Fermeture définitive du CPE Abinodjic-Miguam
Le Centre de la petite enfance Abinodjic-Miguam comptait 80 places. (Photo : Unsplash) Après une fermeture temporaire annoncée le 23 juin dernier, le Centre de la petite enfance (CPE) Abinodjic-Miguam, à Val-d’Or ferme définitivement ses portes.
La décision de cessation d’activité a été prise par le conseil d’administration lors d’une séance extraordinaire qui a eu lieu le 13 juillet, selon la CSN. Le Syndicat des travailleurs et travailleuses du CPE Abinodjic-Miguam — CSN, la Fédération de la santé et des services sociaux (FSSS) et le Conseil central de l’Abitibi-Témiscamingue–Nord-du-Québec ont été informés le 15 juillet.
Un document de question-réponse, que nous avons pu consulter, a été distribué aux parents et au personnel afin de répondre aux interrogations soulevées par la fermeture. Celui-ci explique plusieurs facteurs qui ont poussé le conseil d’administration à cette décision : les difficultés financières importantes qui ne permettaient plus de respecter les normes [de santé] de sécurité et de qualité, une pénurie de personnel formé et les défis rencontrés pour maintenir les installations conformes.

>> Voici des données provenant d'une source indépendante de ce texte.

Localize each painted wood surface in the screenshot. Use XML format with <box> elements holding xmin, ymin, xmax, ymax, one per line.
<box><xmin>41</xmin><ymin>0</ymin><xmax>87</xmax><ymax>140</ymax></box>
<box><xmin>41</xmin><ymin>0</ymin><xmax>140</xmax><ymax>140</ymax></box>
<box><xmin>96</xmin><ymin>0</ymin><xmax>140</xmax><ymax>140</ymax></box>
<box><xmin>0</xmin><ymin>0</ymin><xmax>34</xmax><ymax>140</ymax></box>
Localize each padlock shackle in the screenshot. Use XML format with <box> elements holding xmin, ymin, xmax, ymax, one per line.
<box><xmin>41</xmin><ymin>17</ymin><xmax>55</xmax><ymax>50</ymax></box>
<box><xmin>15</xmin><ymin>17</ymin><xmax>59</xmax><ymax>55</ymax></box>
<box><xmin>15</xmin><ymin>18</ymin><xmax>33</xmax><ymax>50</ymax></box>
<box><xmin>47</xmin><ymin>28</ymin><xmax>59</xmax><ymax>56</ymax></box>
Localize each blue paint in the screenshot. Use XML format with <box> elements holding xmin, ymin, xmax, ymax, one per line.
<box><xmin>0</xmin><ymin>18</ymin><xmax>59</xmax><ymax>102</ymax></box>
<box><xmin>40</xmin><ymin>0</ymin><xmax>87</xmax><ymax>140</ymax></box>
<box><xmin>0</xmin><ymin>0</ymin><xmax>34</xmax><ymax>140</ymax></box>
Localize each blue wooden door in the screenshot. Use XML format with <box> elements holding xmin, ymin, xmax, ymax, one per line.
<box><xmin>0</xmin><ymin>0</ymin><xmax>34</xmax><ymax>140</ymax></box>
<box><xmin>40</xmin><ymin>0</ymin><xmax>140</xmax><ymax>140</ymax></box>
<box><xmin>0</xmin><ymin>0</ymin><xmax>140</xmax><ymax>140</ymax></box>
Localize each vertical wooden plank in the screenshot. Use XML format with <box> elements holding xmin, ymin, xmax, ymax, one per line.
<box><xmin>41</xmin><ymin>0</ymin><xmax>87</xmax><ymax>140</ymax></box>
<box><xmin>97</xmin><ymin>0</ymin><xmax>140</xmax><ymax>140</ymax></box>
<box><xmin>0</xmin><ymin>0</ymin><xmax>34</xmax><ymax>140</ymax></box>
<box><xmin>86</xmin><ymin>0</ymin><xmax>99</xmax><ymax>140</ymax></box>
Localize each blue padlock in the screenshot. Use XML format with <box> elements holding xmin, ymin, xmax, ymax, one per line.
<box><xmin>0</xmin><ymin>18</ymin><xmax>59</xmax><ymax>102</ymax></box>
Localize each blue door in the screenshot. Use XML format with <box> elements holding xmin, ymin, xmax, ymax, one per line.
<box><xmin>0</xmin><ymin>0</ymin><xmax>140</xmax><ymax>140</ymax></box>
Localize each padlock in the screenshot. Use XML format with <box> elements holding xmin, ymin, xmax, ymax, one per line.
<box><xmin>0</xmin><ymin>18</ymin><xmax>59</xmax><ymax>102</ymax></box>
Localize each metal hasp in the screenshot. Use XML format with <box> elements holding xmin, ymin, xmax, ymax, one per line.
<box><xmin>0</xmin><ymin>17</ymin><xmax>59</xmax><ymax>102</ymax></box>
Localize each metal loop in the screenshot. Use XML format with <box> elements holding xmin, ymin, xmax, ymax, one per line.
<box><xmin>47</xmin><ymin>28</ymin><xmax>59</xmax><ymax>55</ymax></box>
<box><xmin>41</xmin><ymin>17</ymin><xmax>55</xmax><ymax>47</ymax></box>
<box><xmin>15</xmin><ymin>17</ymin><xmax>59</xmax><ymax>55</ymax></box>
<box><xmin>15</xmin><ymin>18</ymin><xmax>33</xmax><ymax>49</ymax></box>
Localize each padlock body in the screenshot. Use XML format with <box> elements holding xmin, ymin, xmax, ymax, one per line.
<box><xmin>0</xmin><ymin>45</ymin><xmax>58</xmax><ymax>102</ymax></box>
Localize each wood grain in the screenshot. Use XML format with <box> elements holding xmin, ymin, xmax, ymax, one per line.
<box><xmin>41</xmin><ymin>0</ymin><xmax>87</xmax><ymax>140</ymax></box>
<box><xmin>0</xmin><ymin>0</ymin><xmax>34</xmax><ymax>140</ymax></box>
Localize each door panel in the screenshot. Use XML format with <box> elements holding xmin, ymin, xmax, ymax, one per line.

« Ça fait un an et demi que c’est difficile au CPE. Il y a eu beaucoup de démissions d’éducatrices ; c’est 116 années d’expérience qu’on a perdues avec nos éducatrices formées qui ont démissionné. Il restait quatre éducatrices formées sur 14, c’est sûr que ça faisait en sorte qu’on ne respectait pas la norme du ministère, explique Arianne Trottier, éducatrice et présidente du Syndicat des travailleuses et travailleurs du CPE Abinodjic-Miguam — CSN. On était dans une relocalisation temporaire dans le presbytère de l’église Saint-Sauveur. Les locaux respectaient zéro les lois du ministère. Ça faisait en sorte que la santé et sécurité des enfants était vraiment compromise ».
La fermeture définitive entraîne la perte de 19 emplois et 80 places en garderie, dont 75, étaient occupées. Le ministère de la Famille a indiqué par courriel que le conseil d’administration du CPE confirme la remise des 80 places au ministère.
À l’heure actuelle, le personnel demeure dans l’incertitude quant aux paies puisqu’un syndic de faillite a été mandaté pour procéder à l’analyse des finances de l’organisation.
« Les [éducatrices] étaient supposé recevoir une paie jeudi prochain, incluant les vacances, les heures cumulées, les maladies, etc., que le CPE leur doit. On les a avisées que jeudi prochain elles n’auront pas de paie, mais le syndicat et le CA, on travaille fort pour réussir à leur fournir une paie », déplore l’éducatrice.
Un Avis de licenciement collectif donné par l’employeur au ministre de l’Emploi et de la Solidarité sociale est affiché à l’entrée des locaux du CPE.
« On est le premier CPE au Québec à fermer pour faillite, c’est du jamais vu », conclut Arianne Trottier.